We provide the Docker container with everything set up to run GluonNLP. With the prebuilt docker image, there is no need to worry about the operating systems or system dependencies. You can launch a JupyterLab development environment and try out to use GluonNLP to solve your problem.
Name | Description | Target User |
---|---|---|
cpu-ci-latest or gpu-ci-latest |
Extends the CUDA image to include the basic functionalities, e.g., GluonNLP package, MXNet, PyTorch, Horovod. This is the image used in GluonNLP CI | GluonNLP Developers |
cpu-latest or gpu-latest |
It has more functionality than the CI image, including the a development platform powered by Jupyter Lab.
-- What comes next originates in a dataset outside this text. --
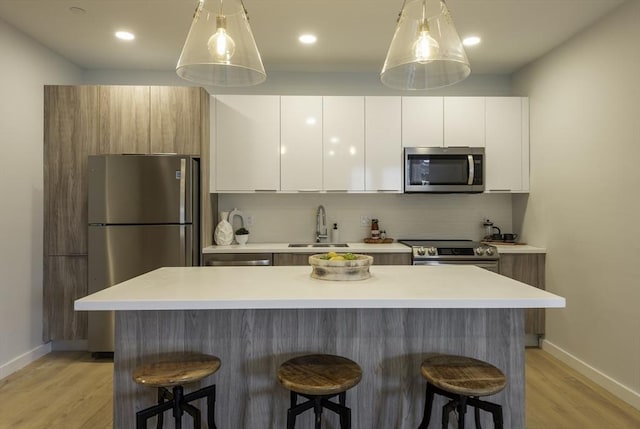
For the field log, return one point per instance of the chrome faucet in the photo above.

Some useful functionalities like Tensorboard are pre-installed. | Users that are willing to solve NLP problems and also do distributed training with Horovod + GluonNLP. |
You can run the docker with the following command.
# On GPU machine
docker pull gluonai/gluon-nlp:gpu-latest
docker run --gpus all --rm -it -p 8888:8888 -p 8787:8787 -p 8786:8786 --shm-size=2g gluonai/gluon-nlp:gpu-latest
# On CPU machine
docker pull gluonai/gluon-nlp:cpu-latest
docker run --rm -it -p 8888:8888 -p 8787:8787 -p 8786:8786 --shm-size=2g gluonai/gluon-nlp:cpu-latest
Here, we open the ports 8888, 8787, 8786, which are used for connecting to JupyterLab.
Also, we set --shm-size
to 2g
. This sets the shared memory storage to 2GB. Since NCCL will
create shared memory segments, this argument is essential for the JupyterNotebook to work with NCCL.
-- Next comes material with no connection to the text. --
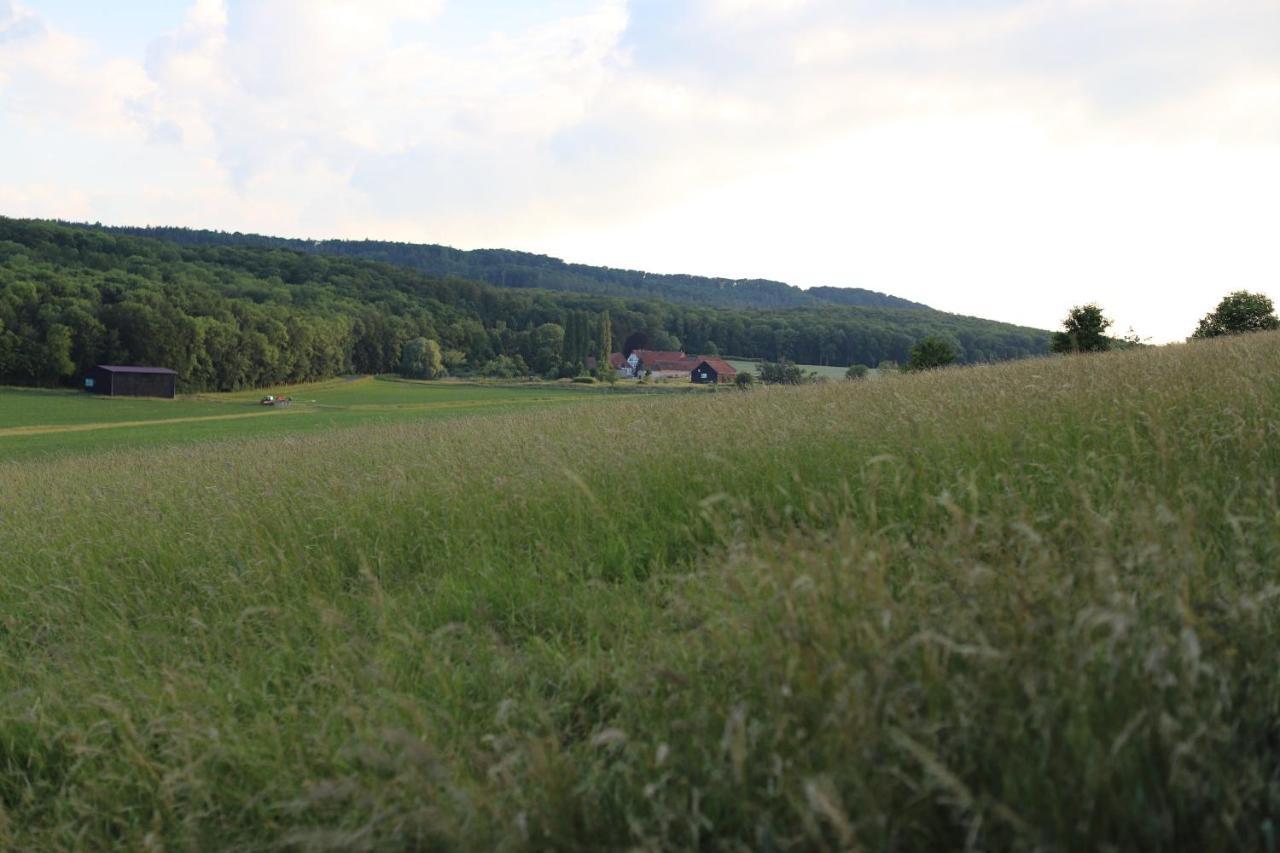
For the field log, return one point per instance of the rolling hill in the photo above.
(229, 316)
(506, 268)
(See also NVIDIA/nccl#290).
The folder structure of the docker image will be
/workspace/
├── gluonnlp
├── tvm
├── data
If you have a multi-GPU instance, e.g., g4dn.12xlarge, p2.8xlarge, p3.8xlarge, you can try to verify the installation of horovod + MXNet by running the question answering script
# Assume that you are currently in GluonNLP
cd gluon-nlp/scripts/question_answering
docker run --gpus all --rm -it --shm-size=2g -v `pwd`:/workspace/data gluonai/gluon-nlp:gpu-latest \
bash -c 'cd /workspace/data && bash commands/run_squad2_albert_base.sh 1 2.0'
To build a docker image from the dockerfile, you may use the following command:
# Build CPU Dockers
docker build -f ubuntu18.04-cpu.Dockerfile --target ci -t gluonai/gluon-nlp:cpu-ci-latest .
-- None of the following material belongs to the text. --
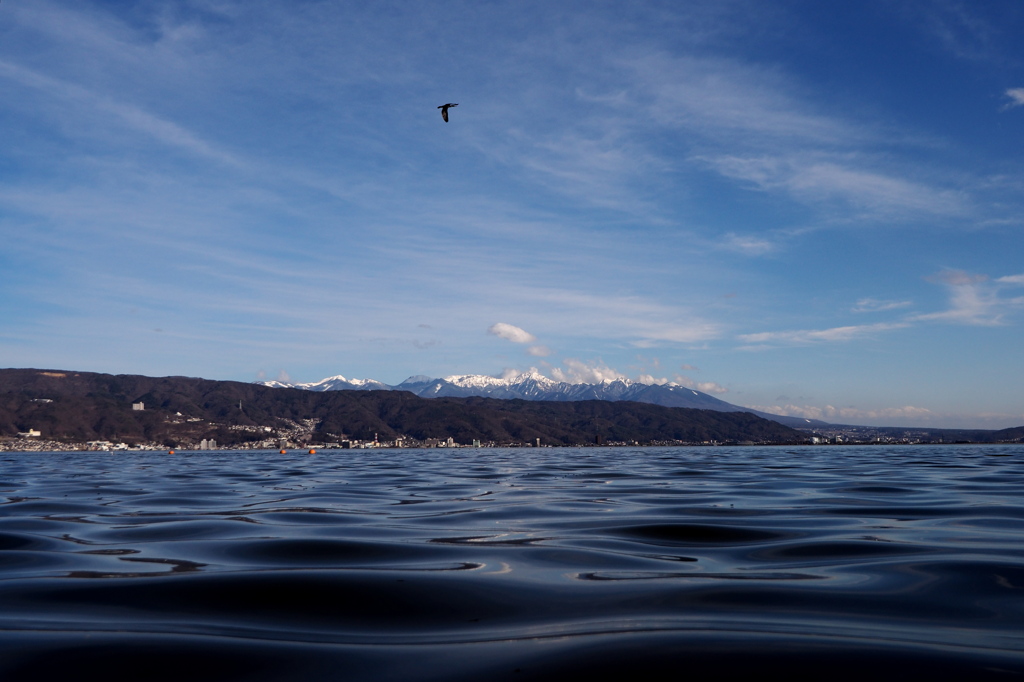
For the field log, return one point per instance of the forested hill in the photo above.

docker build -f ubuntu18.04-cpu.Dockerfile --target devel -t gluonai/gluon-nlp:cpu-latest .
# Build GPU Dockers
docker build -f ubuntu18.04-gpu.Dockerfile --target ci -t gluonai/gluon-nlp:gpu-ci-latest .
docker build -f ubuntu18.04-gpu.Dockerfile --target devel -t gluonai/gluon-nlp:gpu-latest .
In addition, to build the GPU docker, you will need to install the nvidia-docker2 and edit /etc/docker/daemon.json
like the following:
{
"runtimes": {
"nvidia": {
"path": "nvidia-container-runtime",
"runtimeArgs": []
}
},
"default-runtime": "nvidia"
}
After that, restart docker via sudo systemctl restart docker.service
.
For more details, you may refer to NVIDIA/nvidia-docker#595. We need this additional setup because the horovod+mxnet integration identifies the library and include path of MXNet by querying the MXNet runtime.
You may try to login to your dockerhub account and push the image to dockerhub.
docker push gluonai/gluon-nlp:cpu-ci-latest
docker push gluonai/gluon-nlp:cpu-latest
docker push gluonai/gluon-nlp:gpu-ci-latest
docker push gluonai/gluon-nlp:gpu-latest
Our current batch job dockers are in 747303060528.dkr.ecr.us-east-1.amazonaws.com/gluon-nlp-1. To update the docker:
- Build the docker image, or update the Dockerfile as described above
- Export the AWS account credentials as environment variables
- CD to the same folder as the Dockerfile and execute the following:
# this executes a command that logs into ECR.
$(aws ecr get-login --no-include-email --region us-east-1)
# tags the recent build as gluon-nlp-1:latest, which AWS batch pulls from.
docker tag gluonai/gluon-nlp:gpu-ci-latest 747303060528.dkr.ecr.us-east-1.amazonaws.com/gluon-nlp-1:gpu-ci-latest
docker tag gluonai/gluon-nlp:cpu-ci-latest 747303060528.dkr.ecr.us-east-1.amazonaws.com/gluon-nlp-1:cpu-ci-latest
# pushes the change
docker push 747303060528.dkr.ecr.us-east-1.amazonaws.com/gluon-nlp-1:gpu-ci-latest
docker push 747303060528.dkr.ecr.us-east-1.amazonaws.com/gluon-nlp-1:cpu-ci-latest
After updating the docker, please create a pull request to commit your changes on the docker files or some scripts.